For four decades the Japanese economy secured more than its fair share of coverage in the financial press. Dominating the economic headlines were the manufacturing and export expansion of the 60’s and 70’s and the phenomenal market rally that took the Nikkei to almost 40,000 during the 80’s. Thereafter commentators focused on the lost decade of the 90’s caused by the property market crash, bank balance sheet shrinkage and the death of Japanese equity wealth by a thousand cuts.

This decade has seen the rise of China’s economic profile, with the PRC now destined to replace Japan as the world’s second largest economy. Such is the dominance of Chinese related articles it’s easy to forget Japan is still an economic goliath, albeit in relative decline. And the cause of that decline can be summed up in one word; deflation.

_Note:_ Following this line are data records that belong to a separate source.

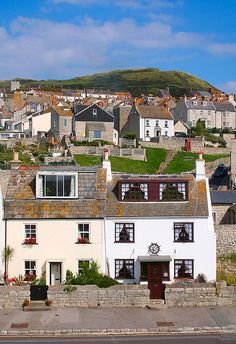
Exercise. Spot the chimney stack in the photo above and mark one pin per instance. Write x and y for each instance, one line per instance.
(200, 167)
(107, 164)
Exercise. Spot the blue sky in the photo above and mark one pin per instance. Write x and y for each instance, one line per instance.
(61, 39)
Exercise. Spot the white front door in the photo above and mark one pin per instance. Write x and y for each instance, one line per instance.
(55, 273)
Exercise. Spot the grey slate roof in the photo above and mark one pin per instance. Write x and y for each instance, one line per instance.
(198, 105)
(227, 106)
(223, 197)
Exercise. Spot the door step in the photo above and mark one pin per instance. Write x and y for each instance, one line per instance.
(37, 306)
(157, 303)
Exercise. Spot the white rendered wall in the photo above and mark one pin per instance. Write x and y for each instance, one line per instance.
(160, 230)
(56, 243)
(41, 123)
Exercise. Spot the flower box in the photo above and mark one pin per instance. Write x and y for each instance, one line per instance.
(82, 241)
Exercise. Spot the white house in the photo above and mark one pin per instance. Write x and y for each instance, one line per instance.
(159, 229)
(53, 221)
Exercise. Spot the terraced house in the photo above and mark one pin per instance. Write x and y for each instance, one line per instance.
(151, 229)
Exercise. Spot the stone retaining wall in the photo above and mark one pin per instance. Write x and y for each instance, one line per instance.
(176, 295)
(13, 297)
(92, 296)
(225, 239)
(200, 294)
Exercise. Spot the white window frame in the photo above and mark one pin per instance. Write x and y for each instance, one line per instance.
(39, 184)
(84, 234)
(82, 260)
(30, 233)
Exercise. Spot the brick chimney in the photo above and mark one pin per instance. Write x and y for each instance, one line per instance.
(107, 164)
(200, 167)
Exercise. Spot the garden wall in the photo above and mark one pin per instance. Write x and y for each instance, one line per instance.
(200, 294)
(176, 294)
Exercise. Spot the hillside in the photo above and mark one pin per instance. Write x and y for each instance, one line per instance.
(136, 81)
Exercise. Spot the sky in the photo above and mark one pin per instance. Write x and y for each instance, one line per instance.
(63, 39)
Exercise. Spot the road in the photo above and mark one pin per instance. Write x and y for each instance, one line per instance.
(180, 339)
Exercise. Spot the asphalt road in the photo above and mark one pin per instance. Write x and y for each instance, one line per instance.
(180, 339)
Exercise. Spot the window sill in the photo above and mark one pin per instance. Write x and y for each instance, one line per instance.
(28, 243)
(82, 243)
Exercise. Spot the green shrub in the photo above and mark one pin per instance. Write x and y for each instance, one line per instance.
(91, 276)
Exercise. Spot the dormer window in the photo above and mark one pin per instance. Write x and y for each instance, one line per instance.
(56, 185)
(134, 191)
(172, 191)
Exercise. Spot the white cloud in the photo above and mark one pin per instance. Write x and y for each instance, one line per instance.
(228, 87)
(222, 48)
(125, 3)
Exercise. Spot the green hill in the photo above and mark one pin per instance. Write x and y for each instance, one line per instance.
(136, 81)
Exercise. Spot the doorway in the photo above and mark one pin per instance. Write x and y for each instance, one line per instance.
(55, 273)
(155, 280)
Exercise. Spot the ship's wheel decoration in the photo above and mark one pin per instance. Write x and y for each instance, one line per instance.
(154, 248)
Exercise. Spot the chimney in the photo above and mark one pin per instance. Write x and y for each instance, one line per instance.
(233, 162)
(107, 164)
(200, 167)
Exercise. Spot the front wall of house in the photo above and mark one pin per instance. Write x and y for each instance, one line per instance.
(153, 230)
(41, 123)
(148, 128)
(56, 242)
(65, 125)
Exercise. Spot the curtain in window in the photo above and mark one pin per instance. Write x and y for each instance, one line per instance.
(72, 186)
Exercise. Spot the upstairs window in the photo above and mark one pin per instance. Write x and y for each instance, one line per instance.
(30, 234)
(183, 232)
(134, 191)
(83, 233)
(57, 185)
(124, 232)
(172, 191)
(82, 264)
(124, 268)
(183, 268)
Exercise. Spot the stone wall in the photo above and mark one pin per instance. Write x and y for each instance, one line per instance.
(200, 294)
(92, 296)
(13, 297)
(225, 239)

There’s something deeply embedded in the Japanese economy and psyche of Japanese businesses and consumers that has caused deflation to be a secular and persistent challenge for the Bank of Japan for the past 20 years. The problem with deflation is that it maintains the real value and burden of debt, whereas a healthy rate of inflation, 2-3%, over the years gently erodes the real economic cost of borrowed capital. It is inflation that has given the western economies the luxury of consuming more in the present, with debt in nominal terms eroded by the passage of time. Deflation throws another spanner in the works of economic growth. Why buy a new car, or new machinery, in fact why buy anything today that will be cheaper in a few months? The result is structurally weak demand, an interest rate so low it’s barely visible to the naked eye and a flight of capital to higher yielding currencies (the New Zealand and Australian dollars have been a favoured destination for retail and institutional investors for years). Deflation is a nasty poke in the eye for demand, capital investment and growth.

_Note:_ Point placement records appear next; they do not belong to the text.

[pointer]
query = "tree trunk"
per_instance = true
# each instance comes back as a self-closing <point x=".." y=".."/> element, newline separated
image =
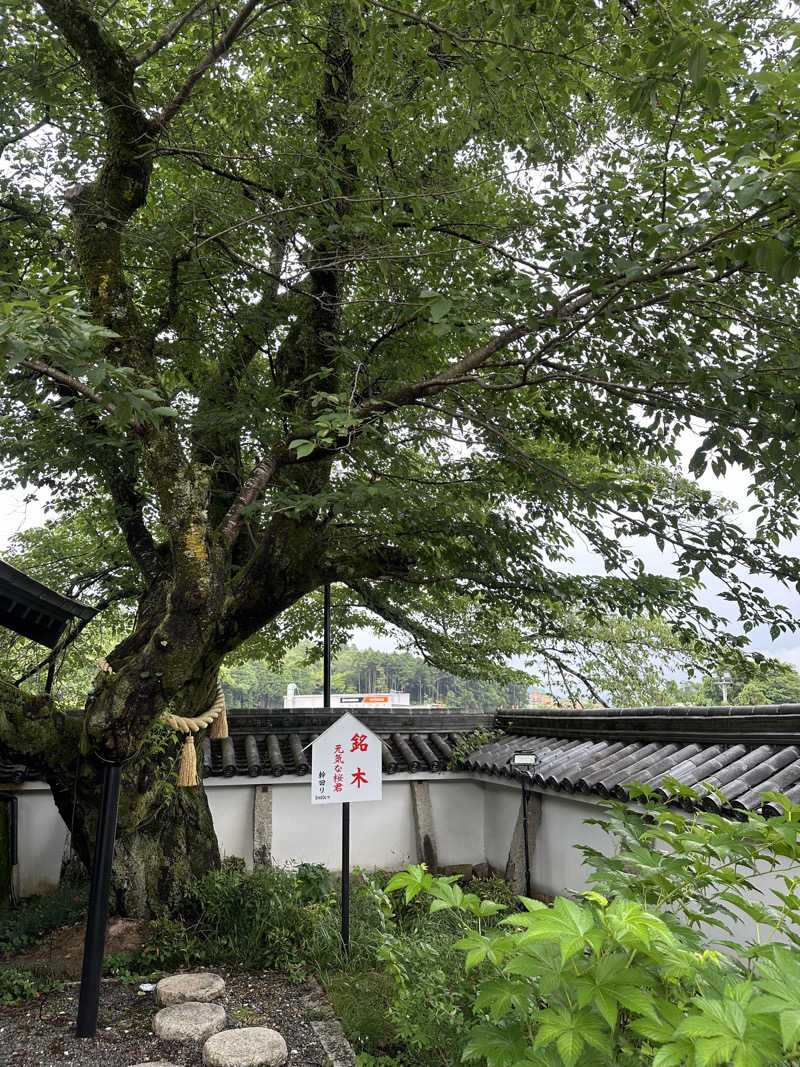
<point x="164" y="835"/>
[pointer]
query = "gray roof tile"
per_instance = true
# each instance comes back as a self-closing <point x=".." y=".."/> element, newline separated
<point x="741" y="751"/>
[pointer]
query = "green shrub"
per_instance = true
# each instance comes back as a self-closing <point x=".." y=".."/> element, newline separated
<point x="270" y="919"/>
<point x="18" y="985"/>
<point x="36" y="916"/>
<point x="362" y="1003"/>
<point x="628" y="976"/>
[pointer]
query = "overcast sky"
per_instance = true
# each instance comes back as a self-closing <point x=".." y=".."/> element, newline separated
<point x="16" y="513"/>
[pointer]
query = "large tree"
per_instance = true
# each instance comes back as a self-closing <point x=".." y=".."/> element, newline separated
<point x="399" y="297"/>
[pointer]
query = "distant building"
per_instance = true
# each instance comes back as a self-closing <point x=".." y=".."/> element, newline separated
<point x="352" y="701"/>
<point x="539" y="699"/>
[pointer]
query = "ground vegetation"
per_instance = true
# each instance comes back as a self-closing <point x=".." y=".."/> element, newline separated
<point x="403" y="300"/>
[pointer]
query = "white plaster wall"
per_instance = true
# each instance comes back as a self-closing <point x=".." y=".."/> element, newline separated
<point x="500" y="810"/>
<point x="557" y="865"/>
<point x="42" y="834"/>
<point x="381" y="831"/>
<point x="458" y="809"/>
<point x="232" y="811"/>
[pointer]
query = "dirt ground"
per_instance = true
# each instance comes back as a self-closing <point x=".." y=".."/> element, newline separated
<point x="61" y="953"/>
<point x="41" y="1032"/>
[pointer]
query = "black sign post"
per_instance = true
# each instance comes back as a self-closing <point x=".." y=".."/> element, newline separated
<point x="98" y="902"/>
<point x="346" y="806"/>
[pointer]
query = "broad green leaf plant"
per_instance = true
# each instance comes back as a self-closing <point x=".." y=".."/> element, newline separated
<point x="633" y="971"/>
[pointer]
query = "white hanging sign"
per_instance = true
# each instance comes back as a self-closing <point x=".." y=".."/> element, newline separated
<point x="346" y="763"/>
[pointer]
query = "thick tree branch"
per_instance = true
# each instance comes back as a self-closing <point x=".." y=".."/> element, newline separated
<point x="218" y="49"/>
<point x="75" y="385"/>
<point x="172" y="30"/>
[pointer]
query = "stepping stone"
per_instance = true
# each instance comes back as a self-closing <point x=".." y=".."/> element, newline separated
<point x="190" y="1021"/>
<point x="198" y="986"/>
<point x="249" y="1047"/>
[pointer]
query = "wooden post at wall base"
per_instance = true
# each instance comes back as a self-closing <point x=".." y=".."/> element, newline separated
<point x="424" y="831"/>
<point x="530" y="811"/>
<point x="262" y="826"/>
<point x="98" y="903"/>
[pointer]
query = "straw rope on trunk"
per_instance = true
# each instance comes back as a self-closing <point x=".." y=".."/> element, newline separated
<point x="216" y="717"/>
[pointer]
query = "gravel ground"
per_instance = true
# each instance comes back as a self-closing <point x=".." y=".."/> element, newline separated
<point x="41" y="1033"/>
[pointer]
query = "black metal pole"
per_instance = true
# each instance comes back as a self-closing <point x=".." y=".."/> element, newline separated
<point x="346" y="877"/>
<point x="525" y="835"/>
<point x="326" y="649"/>
<point x="98" y="903"/>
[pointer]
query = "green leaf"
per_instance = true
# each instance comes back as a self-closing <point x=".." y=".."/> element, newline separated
<point x="698" y="61"/>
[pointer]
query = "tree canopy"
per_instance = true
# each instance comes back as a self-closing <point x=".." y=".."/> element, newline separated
<point x="403" y="298"/>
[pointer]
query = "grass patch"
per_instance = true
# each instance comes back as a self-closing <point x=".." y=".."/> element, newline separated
<point x="36" y="916"/>
<point x="17" y="985"/>
<point x="362" y="1003"/>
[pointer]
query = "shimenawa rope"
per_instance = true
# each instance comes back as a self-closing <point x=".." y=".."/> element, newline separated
<point x="214" y="717"/>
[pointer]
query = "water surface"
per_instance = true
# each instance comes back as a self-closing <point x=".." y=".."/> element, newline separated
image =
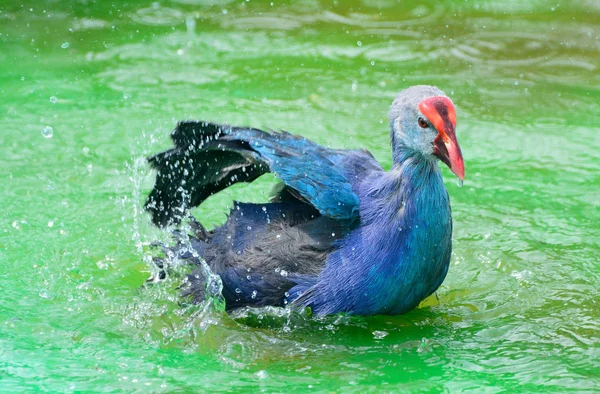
<point x="89" y="89"/>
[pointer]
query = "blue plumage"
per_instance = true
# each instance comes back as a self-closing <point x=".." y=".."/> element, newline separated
<point x="340" y="234"/>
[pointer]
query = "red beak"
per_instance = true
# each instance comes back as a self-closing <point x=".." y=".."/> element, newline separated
<point x="442" y="115"/>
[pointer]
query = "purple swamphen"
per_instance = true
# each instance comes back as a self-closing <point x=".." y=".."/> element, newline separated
<point x="340" y="234"/>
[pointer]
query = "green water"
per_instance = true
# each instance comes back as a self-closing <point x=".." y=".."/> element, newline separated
<point x="520" y="308"/>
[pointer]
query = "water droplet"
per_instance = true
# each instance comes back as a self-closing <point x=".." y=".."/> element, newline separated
<point x="47" y="132"/>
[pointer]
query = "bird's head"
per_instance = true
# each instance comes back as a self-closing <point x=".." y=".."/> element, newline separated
<point x="423" y="119"/>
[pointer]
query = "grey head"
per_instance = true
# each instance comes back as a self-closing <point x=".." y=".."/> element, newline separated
<point x="423" y="120"/>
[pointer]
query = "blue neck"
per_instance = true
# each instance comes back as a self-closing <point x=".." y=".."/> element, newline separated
<point x="401" y="251"/>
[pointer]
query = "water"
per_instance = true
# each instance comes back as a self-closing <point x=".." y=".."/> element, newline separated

In fact Japanese interest rates have been so low for so long, the Yen has been systematically sold (shorted) not just by Japanese investors but by a legion of hedge fund managers for years with the proceeds placed just about anywhere that offered a higher return. Admittedly that carry-trade, along with most risk embracing investment strategies, grew to bubble proportions and burst in 2008 but with investors embracing risk again, greed replacing fear, that transaction (short Yen, long anything else that moves) is likely to re-surface.

Investors unsure about the viability of continued Japanese deflation, preferring to focus on the unprecedented global stimulus measures, that should be inflationary, should look closely at the latest Japanese consumer prices data. Prices fell 1.7% in the year to June, prolonging the sequence of deflationary months (year-on-year) to four in row. The main contributor to the decline in prices is energy, with oil settling into $60-$70 channel compared to last years roller-coaster ride to $147.

Investors could suggest that the global economic recovery could re-inflate energy and commodity prices, prompting inflation and thus curing the Japanese “I’ll buy it later when it’s cheaper” philosophy. Unfortunately, higher energy costs are paramount to poking the Japanese economy in the other eye. Japanese energy imports can peak to 97% of its oil and 96% of its gas needs. Japan is similarly deficient in other key energy and mineral related commodities. Higher energy and commodity prices just leave Japanese consumers with less to spend on domestic goods, further hurting demand.